Rechtsanwälte sorgen sich um Grundrechte

Boom bei Terrorcamps - Gesetz umstritten

Die Teilnahme an Terrorcamps ist in Österreich derzeit nicht strafbar. Mit dem geplanten neuen Terrorpräventionsgesetz sollen solche Reisen künftig unter Strafe gestellt werden. Das Gesetz selbst ist dennoch umstritten. Die Rechtsanwälte warnen vor einer Gefahr für die Grundrechte.

Boom bei Terrorcamps

Dutzende Österreicher ließen sich in Terrorcamps ausbilden - mit dieser Aussage ließ der oberste Verfassungsschützer Peter Gridling bei der gestrigen Präsentation des Verfassungsschutzberichtes aufhorchen. Allein heuer habe es so viele derartige Reisen gegeben wie in den vergangenen vier Jahren zusammen.

Strafe für "Gutheißung"

Bis jetzt ist in Österreich die Teilnahme an Terrorcamps nicht verboten. Das soll sich nun ändern: Das geplante Terror-Präventionsgesetz sieht vor, dass man sich strafbar macht, wenn man sich in einem Terrorcamp ausbilden lässt. Auch sogenannte Hasspredigten sollen künftig schärfer geahndet werden, konkret: die Aufforderung zu terroristischen Taten oder deren "Gutheißung".

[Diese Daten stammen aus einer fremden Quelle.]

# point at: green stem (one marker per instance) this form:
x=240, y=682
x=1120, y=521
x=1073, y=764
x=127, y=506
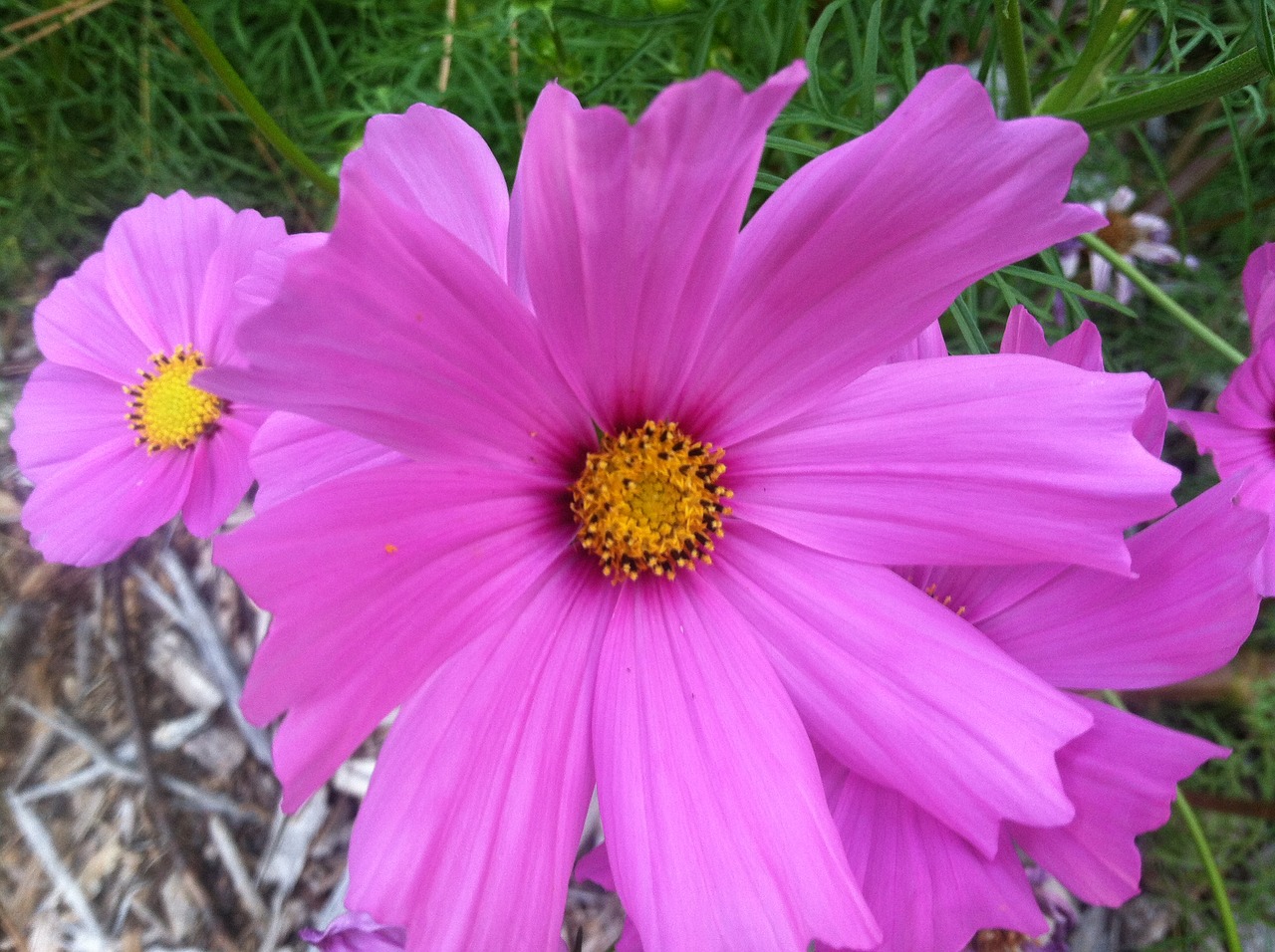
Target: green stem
x=1183, y=94
x=1096, y=46
x=968, y=325
x=1152, y=291
x=1201, y=842
x=244, y=99
x=1015, y=55
x=1212, y=873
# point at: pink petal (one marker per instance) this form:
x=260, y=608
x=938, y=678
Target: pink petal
x=1187, y=610
x=65, y=413
x=866, y=245
x=91, y=509
x=1234, y=450
x=232, y=261
x=929, y=888
x=979, y=592
x=292, y=454
x=627, y=231
x=478, y=798
x=928, y=343
x=1080, y=349
x=219, y=476
x=960, y=460
x=717, y=826
x=356, y=932
x=78, y=327
x=901, y=690
x=1083, y=349
x=398, y=332
x=1123, y=777
x=1248, y=399
x=155, y=259
x=1259, y=283
x=413, y=563
x=432, y=163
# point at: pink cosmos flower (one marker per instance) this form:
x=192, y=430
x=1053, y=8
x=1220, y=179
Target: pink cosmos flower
x=1241, y=435
x=356, y=932
x=586, y=391
x=1186, y=613
x=110, y=428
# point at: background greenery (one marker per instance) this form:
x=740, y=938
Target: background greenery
x=115, y=103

"Meinungsfreiheit bedroht"

Genau dieser Punkt wird aber von der Rechtsanwaltskammer kritisiert: Demnach sei künftig der zu bestrafen, der eine terroristische Straftat in einer Art gutheißt, "die geeignet ist, das allgemeine Rechtsempfinden zu empören", so die Rechtsanwälte. Das sei eine sehr ungenaue Definition und daher rechtsstaatlich bedenklich, weil damit das Grundrecht auf freie Meinungsäußerung bedroht ist.

"Verhältnismäßigkeit nicht hinreichend beachtet"

Josef Weixelbaum, Vizepräsident des österreichischen Rechtsanwaltskammertages, im Morgenjournal-Gespräch mit

"Staat muss Grundrechte beachten"

Das Terrorismuspräventionsgesetz sei notwendig, sagt Josef Weixelbaum, Vizepräsident des österreichischen Rechtsanwaltskammertages. Gegen die Teilnahme an Terrorcamps gebe das neue Gesetz ausreichend Handhabe. Der Staat habe dabei aber die Grundrechte zu beachten, darauf werde auch im EU-Richtlinienbeschluss hingewiesen. Die Formulierung "Aufforderung" zu terroristischen Handlungen wäre klar genug, "Gutheißen" sei aber ein zu unbestimmter Begriff. Das neue Gesetz werde zwar das Sicherheitsgefühl der Bevölkerung stärken, aber der Staat habe "bei der Regelung des Zusammenlebens von Menschen nach dem Verhältnismäßigkeitsgrundsatz vorzugehen. Und der scheint in einigen Passagen dieses Gesetzes nicht hinreichend beachtet", so Weixelbaum.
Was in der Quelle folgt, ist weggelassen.